How Can Evidera Help You Prepare for These Changes?
Capture patients’ experience with existing treatments, unmet needs, and key impacts of their disease through patient surveys, interviews, focus groups, and workshops in a format suitable for submission to the FDA.
Quantify patients’ experience with their disease in a real-world setting with epidemiological and burden of illness studies.
Understand patients’ experience with treatments by using an evidence-based approach to the design and implementation of clinical trial endpoints, such as patient-reported outcomes.
Understand the patient experience in the clinical trial setting by conducting exit studies that qualify the patient experience with the treatment, inform patient-defined meaningful change, and provide insights to improve future trial design.
Design patient-centric trials, including innovative designs to bring the trial to the patient, keep patients engaged throughout the study; and obtain patient input on protocol and endpoint design.

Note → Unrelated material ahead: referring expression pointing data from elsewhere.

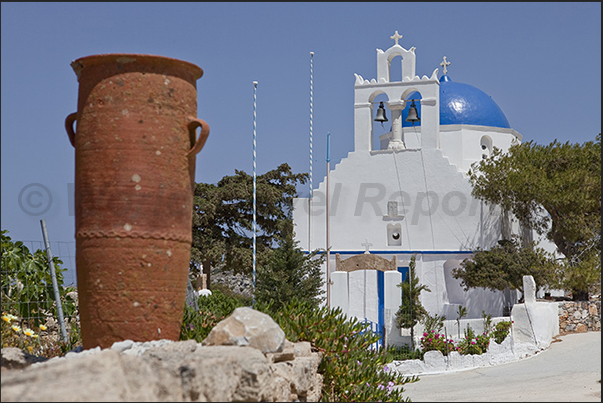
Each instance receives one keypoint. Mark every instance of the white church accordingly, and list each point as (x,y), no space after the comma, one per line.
(406,192)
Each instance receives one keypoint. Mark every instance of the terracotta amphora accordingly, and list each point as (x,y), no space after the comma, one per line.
(135,147)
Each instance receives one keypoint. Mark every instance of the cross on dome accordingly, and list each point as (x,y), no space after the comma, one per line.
(444,64)
(366,244)
(396,37)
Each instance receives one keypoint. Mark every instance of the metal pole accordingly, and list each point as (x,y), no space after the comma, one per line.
(328,219)
(55,286)
(311,134)
(255,86)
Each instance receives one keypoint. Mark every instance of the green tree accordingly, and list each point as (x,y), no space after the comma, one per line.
(554,189)
(223,218)
(411,310)
(289,274)
(504,266)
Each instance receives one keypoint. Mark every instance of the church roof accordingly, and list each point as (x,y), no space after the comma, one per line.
(463,104)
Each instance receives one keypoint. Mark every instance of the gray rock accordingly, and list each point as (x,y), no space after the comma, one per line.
(246,326)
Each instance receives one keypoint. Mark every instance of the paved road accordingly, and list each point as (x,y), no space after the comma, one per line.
(568,371)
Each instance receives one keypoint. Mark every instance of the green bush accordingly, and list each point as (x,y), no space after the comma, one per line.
(213,308)
(401,353)
(435,341)
(469,345)
(501,331)
(27,285)
(351,370)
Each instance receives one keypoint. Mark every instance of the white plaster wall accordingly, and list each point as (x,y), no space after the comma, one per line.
(461,143)
(363,288)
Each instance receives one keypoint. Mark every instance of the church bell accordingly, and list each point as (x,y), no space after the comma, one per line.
(413,116)
(381,114)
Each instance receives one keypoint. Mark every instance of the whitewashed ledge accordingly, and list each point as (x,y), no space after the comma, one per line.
(434,362)
(534,326)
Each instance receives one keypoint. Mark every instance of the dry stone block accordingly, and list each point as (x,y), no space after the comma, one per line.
(246,326)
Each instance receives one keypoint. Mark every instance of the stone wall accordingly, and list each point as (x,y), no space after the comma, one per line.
(245,358)
(579,316)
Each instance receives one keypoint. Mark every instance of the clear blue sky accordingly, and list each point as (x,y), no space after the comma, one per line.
(540,62)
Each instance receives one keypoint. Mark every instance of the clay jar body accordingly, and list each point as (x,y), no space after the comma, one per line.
(135,148)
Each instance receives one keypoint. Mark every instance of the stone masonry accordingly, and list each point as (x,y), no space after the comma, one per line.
(579,316)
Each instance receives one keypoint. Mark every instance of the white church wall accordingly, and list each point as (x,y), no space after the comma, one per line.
(462,144)
(405,201)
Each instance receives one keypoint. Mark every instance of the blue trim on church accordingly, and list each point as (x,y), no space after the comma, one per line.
(400,252)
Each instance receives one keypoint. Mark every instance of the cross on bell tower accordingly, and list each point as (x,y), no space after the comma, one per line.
(366,244)
(444,64)
(396,37)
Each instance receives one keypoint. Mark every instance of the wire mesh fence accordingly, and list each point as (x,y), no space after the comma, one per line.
(29,310)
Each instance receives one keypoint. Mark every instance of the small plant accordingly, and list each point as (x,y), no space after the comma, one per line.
(27,284)
(487,322)
(469,345)
(213,308)
(351,370)
(501,331)
(435,341)
(411,311)
(435,323)
(401,353)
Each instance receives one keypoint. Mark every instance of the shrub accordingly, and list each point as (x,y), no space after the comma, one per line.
(27,285)
(470,344)
(351,370)
(501,331)
(435,341)
(213,308)
(401,353)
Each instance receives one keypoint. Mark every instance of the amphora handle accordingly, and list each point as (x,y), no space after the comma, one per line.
(69,127)
(192,127)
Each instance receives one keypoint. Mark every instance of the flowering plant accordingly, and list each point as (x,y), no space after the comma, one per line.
(501,331)
(435,341)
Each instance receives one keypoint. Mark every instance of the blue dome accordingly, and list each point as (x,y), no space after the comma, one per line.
(463,104)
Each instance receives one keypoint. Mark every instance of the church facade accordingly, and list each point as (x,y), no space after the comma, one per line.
(406,192)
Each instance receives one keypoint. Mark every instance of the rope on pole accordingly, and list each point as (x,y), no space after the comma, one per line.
(255,86)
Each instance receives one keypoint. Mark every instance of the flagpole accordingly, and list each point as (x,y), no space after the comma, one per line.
(328,219)
(255,86)
(311,134)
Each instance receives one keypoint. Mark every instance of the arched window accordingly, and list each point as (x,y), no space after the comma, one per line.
(486,146)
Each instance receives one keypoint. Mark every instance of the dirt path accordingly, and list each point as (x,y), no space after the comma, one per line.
(568,371)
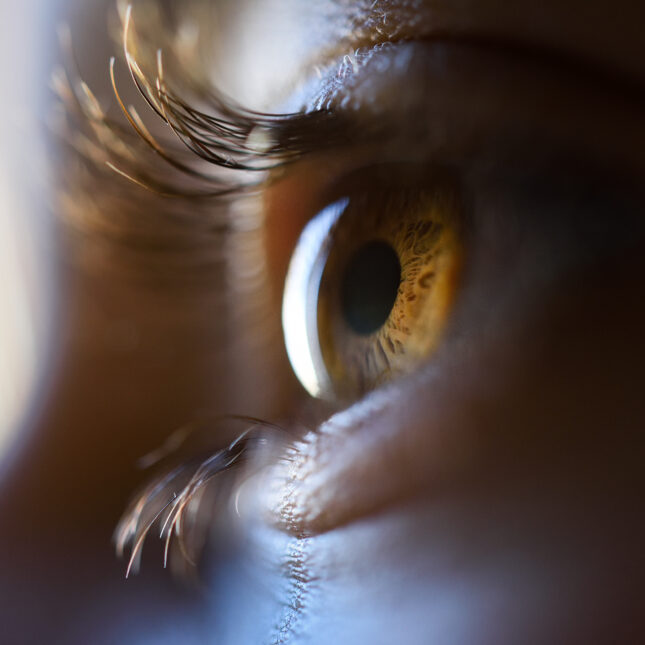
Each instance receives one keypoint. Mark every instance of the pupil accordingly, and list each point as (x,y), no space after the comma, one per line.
(370,284)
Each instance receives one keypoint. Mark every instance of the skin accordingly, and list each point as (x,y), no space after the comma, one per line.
(492,496)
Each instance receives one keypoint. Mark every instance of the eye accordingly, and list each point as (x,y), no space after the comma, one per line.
(372,280)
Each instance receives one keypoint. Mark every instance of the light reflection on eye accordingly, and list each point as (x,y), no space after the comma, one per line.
(370,286)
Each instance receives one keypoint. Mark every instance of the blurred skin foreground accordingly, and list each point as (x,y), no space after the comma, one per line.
(489,489)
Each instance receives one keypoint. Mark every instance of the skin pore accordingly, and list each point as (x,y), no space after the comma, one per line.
(491,496)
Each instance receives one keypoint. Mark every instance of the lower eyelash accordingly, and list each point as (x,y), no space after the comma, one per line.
(175,500)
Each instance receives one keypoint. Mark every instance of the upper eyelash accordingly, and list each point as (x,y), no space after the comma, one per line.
(225,135)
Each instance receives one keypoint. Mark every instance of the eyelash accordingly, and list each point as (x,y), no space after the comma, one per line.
(228,137)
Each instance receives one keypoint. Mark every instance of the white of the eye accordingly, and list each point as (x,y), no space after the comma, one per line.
(300,302)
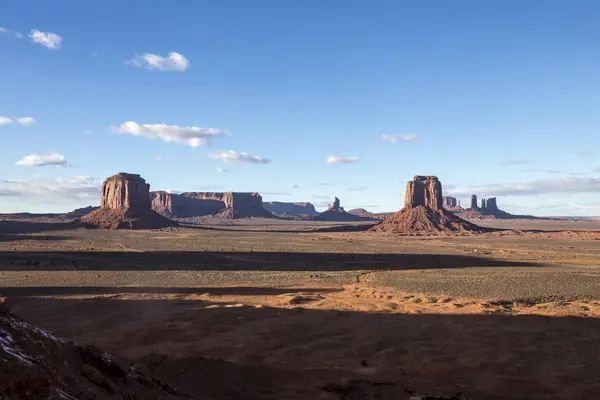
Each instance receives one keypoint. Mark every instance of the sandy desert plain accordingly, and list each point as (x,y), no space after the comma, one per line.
(263,309)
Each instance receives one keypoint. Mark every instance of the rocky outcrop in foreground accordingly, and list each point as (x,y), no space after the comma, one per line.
(219,204)
(423,212)
(125,204)
(282,208)
(34,364)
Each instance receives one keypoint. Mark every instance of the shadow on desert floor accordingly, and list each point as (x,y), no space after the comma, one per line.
(238,261)
(274,353)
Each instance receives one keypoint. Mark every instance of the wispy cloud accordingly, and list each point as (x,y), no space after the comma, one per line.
(34,160)
(276,193)
(533,187)
(18,120)
(81,187)
(49,40)
(515,162)
(395,138)
(16,34)
(25,121)
(172,62)
(544,171)
(331,160)
(189,135)
(235,157)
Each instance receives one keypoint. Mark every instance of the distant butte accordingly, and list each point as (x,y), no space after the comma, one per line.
(125,204)
(424,212)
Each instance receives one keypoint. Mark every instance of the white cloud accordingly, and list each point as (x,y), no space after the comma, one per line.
(34,160)
(189,135)
(21,121)
(173,62)
(25,121)
(341,160)
(8,31)
(567,185)
(405,137)
(83,187)
(234,156)
(515,162)
(47,39)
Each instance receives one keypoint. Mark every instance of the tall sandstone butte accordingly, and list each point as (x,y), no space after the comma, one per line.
(474,202)
(424,191)
(423,212)
(125,204)
(449,202)
(125,191)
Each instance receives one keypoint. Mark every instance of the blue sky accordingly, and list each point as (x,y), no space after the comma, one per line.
(495,98)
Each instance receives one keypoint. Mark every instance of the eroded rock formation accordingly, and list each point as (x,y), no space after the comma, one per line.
(125,191)
(335,212)
(423,212)
(125,204)
(424,191)
(221,204)
(474,202)
(282,208)
(449,202)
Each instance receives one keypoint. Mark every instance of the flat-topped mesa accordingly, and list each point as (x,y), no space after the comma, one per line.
(424,191)
(221,204)
(124,191)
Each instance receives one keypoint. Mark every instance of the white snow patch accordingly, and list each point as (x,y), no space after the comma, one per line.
(8,344)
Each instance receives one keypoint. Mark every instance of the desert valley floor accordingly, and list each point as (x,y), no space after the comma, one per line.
(296,310)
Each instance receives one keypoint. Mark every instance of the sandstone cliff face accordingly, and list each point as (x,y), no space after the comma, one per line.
(222,204)
(125,204)
(424,191)
(449,202)
(278,207)
(335,206)
(423,212)
(474,202)
(123,191)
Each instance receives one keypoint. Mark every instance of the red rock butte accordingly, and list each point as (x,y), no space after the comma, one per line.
(423,212)
(125,204)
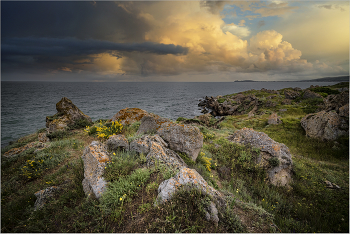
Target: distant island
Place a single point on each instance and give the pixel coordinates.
(325, 79)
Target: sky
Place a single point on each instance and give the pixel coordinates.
(196, 41)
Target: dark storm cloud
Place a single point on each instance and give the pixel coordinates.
(82, 20)
(72, 46)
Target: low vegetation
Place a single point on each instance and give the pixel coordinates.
(307, 205)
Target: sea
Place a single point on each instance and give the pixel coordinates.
(25, 105)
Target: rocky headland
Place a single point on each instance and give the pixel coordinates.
(260, 161)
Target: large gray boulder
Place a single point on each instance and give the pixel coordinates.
(67, 114)
(158, 154)
(279, 174)
(95, 159)
(189, 178)
(117, 142)
(183, 138)
(143, 144)
(324, 125)
(129, 115)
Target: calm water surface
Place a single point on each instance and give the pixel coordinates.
(25, 105)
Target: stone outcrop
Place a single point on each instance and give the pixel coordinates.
(95, 159)
(336, 101)
(15, 151)
(151, 123)
(190, 178)
(117, 142)
(291, 94)
(183, 138)
(279, 175)
(129, 115)
(43, 138)
(143, 144)
(274, 119)
(67, 114)
(309, 94)
(162, 155)
(324, 125)
(42, 196)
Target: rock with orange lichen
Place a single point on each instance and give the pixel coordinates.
(95, 159)
(159, 154)
(115, 142)
(151, 123)
(183, 138)
(67, 114)
(279, 175)
(190, 178)
(129, 115)
(143, 144)
(15, 151)
(324, 125)
(274, 119)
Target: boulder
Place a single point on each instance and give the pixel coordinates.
(274, 119)
(278, 174)
(309, 94)
(344, 111)
(162, 155)
(95, 159)
(116, 142)
(205, 119)
(15, 151)
(291, 94)
(129, 115)
(67, 114)
(43, 138)
(324, 125)
(189, 178)
(42, 196)
(183, 138)
(143, 144)
(151, 123)
(335, 101)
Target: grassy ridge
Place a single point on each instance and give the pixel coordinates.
(307, 206)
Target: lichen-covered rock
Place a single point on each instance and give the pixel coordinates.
(335, 101)
(167, 157)
(43, 138)
(143, 144)
(117, 141)
(274, 119)
(309, 94)
(95, 158)
(344, 111)
(183, 138)
(129, 115)
(15, 151)
(279, 174)
(324, 125)
(291, 94)
(190, 178)
(67, 114)
(42, 196)
(151, 123)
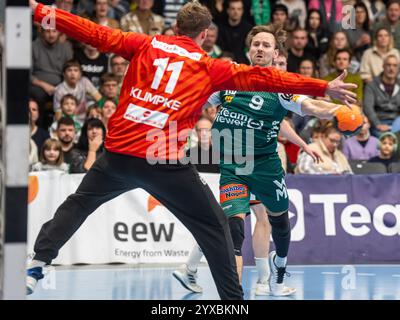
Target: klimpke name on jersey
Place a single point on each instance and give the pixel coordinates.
(238, 119)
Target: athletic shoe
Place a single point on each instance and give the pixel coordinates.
(276, 281)
(262, 289)
(187, 279)
(33, 275)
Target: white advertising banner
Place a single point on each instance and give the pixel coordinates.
(132, 228)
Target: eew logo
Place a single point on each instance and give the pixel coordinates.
(143, 231)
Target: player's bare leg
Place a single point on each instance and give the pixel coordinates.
(261, 236)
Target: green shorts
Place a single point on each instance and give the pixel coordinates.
(266, 182)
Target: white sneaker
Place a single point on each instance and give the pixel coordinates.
(276, 281)
(33, 275)
(187, 279)
(262, 289)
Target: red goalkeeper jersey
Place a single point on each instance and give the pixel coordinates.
(167, 82)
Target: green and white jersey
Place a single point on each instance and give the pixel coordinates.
(251, 119)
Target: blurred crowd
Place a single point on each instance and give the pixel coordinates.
(75, 88)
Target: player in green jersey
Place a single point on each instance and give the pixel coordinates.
(258, 115)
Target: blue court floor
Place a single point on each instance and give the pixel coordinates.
(317, 282)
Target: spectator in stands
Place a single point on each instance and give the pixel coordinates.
(280, 16)
(117, 9)
(38, 135)
(361, 146)
(218, 9)
(94, 112)
(334, 161)
(89, 147)
(338, 41)
(66, 135)
(94, 63)
(227, 56)
(308, 68)
(342, 62)
(201, 155)
(69, 105)
(331, 11)
(51, 157)
(168, 31)
(209, 44)
(376, 10)
(101, 17)
(118, 68)
(372, 59)
(109, 109)
(261, 12)
(382, 97)
(392, 21)
(233, 31)
(48, 58)
(143, 20)
(297, 11)
(109, 89)
(78, 86)
(297, 49)
(387, 145)
(360, 37)
(318, 37)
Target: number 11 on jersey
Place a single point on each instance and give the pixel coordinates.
(162, 66)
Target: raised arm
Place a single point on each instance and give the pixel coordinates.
(103, 38)
(319, 108)
(233, 76)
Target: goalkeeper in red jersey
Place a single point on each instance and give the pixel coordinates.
(167, 82)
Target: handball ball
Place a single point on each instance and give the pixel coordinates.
(349, 121)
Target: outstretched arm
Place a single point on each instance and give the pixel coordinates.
(231, 76)
(289, 133)
(319, 108)
(103, 38)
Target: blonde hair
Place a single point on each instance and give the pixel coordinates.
(47, 145)
(192, 19)
(276, 30)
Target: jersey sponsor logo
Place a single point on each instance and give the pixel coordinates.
(173, 48)
(238, 119)
(233, 191)
(154, 99)
(281, 191)
(286, 96)
(142, 115)
(228, 99)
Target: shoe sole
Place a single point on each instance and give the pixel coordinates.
(177, 277)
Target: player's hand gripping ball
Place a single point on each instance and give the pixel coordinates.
(349, 120)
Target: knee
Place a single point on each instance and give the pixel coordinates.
(236, 226)
(280, 222)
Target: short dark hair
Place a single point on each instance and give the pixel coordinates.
(192, 19)
(390, 2)
(66, 121)
(72, 63)
(339, 51)
(280, 7)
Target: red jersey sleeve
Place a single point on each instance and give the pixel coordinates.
(103, 38)
(226, 75)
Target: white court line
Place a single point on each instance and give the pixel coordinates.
(327, 272)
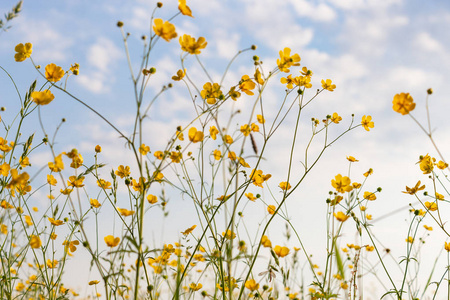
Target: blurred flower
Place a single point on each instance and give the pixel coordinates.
(367, 123)
(190, 45)
(42, 98)
(403, 103)
(23, 51)
(165, 30)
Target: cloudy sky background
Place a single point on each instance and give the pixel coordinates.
(370, 49)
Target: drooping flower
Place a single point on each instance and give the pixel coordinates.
(43, 97)
(23, 51)
(327, 85)
(195, 135)
(165, 30)
(190, 45)
(54, 73)
(281, 251)
(252, 285)
(403, 103)
(341, 183)
(286, 60)
(211, 92)
(184, 9)
(367, 123)
(112, 241)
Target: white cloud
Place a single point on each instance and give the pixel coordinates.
(102, 57)
(426, 42)
(321, 12)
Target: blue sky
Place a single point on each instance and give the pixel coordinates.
(371, 49)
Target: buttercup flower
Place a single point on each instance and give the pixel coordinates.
(111, 241)
(53, 73)
(403, 103)
(185, 10)
(281, 251)
(367, 123)
(286, 60)
(194, 135)
(23, 51)
(252, 285)
(341, 184)
(165, 30)
(190, 45)
(327, 85)
(42, 98)
(211, 92)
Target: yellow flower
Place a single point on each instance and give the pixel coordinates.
(125, 212)
(327, 85)
(427, 164)
(211, 92)
(94, 203)
(367, 123)
(184, 9)
(403, 103)
(180, 75)
(152, 199)
(442, 165)
(341, 184)
(123, 171)
(229, 235)
(431, 206)
(285, 185)
(23, 51)
(252, 285)
(4, 169)
(35, 242)
(189, 230)
(335, 118)
(340, 216)
(370, 172)
(271, 209)
(429, 228)
(228, 139)
(53, 73)
(286, 60)
(75, 182)
(189, 45)
(250, 196)
(266, 242)
(194, 135)
(42, 98)
(258, 77)
(281, 251)
(112, 241)
(258, 177)
(165, 30)
(55, 222)
(51, 263)
(75, 69)
(369, 196)
(447, 246)
(217, 154)
(144, 149)
(213, 132)
(28, 220)
(246, 85)
(195, 287)
(260, 119)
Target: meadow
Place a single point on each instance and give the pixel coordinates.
(227, 167)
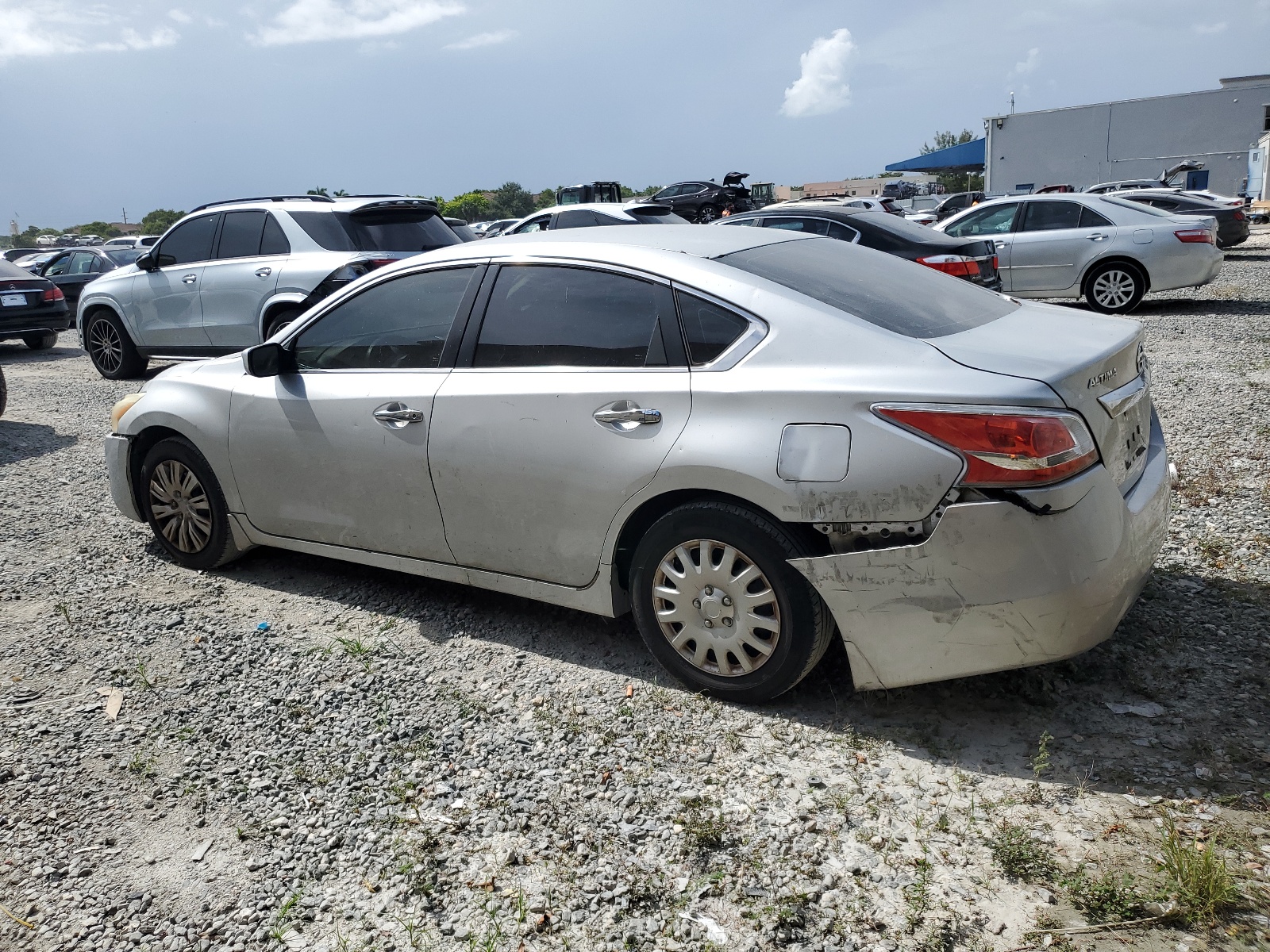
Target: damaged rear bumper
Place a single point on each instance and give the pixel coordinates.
(999, 587)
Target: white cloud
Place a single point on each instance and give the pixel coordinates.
(822, 88)
(483, 40)
(314, 21)
(55, 29)
(1030, 63)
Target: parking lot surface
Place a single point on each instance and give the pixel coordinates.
(321, 755)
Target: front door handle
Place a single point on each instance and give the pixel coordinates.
(397, 416)
(625, 416)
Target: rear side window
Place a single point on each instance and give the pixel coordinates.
(552, 317)
(709, 328)
(399, 325)
(188, 243)
(883, 290)
(376, 232)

Identify patients’ acceptable trade-offs to benefits through patient preference studies, including minimum acceptable benefit to offset treatment risks; the maximum acceptable risk to justify treatment benefits; willingness to pay; probability that a patient selects or adheres to a particular treatment.
Prepare and test patient information documents with skilled medical writing and healthcare communication specialists and patient-centered researchers who can work together seamlessly to write and consumer test patient-focused treatment information.
Understand payers’ perspectives on patient experiences and patient-centered data to appropriately plan for pricing and reimbursement challenges in various global markets.
The next meeting on this proposed guidance will be in the fall of 2018, with subsequent meetings occurring over the next two years and a draft guidance expected in 2020. There is still a lot of work that needs to happen to truly accomplish the goal of including the patients’ voice and experience into the drug development and access process, but we are encouraged by the movement we have seen towards that goal.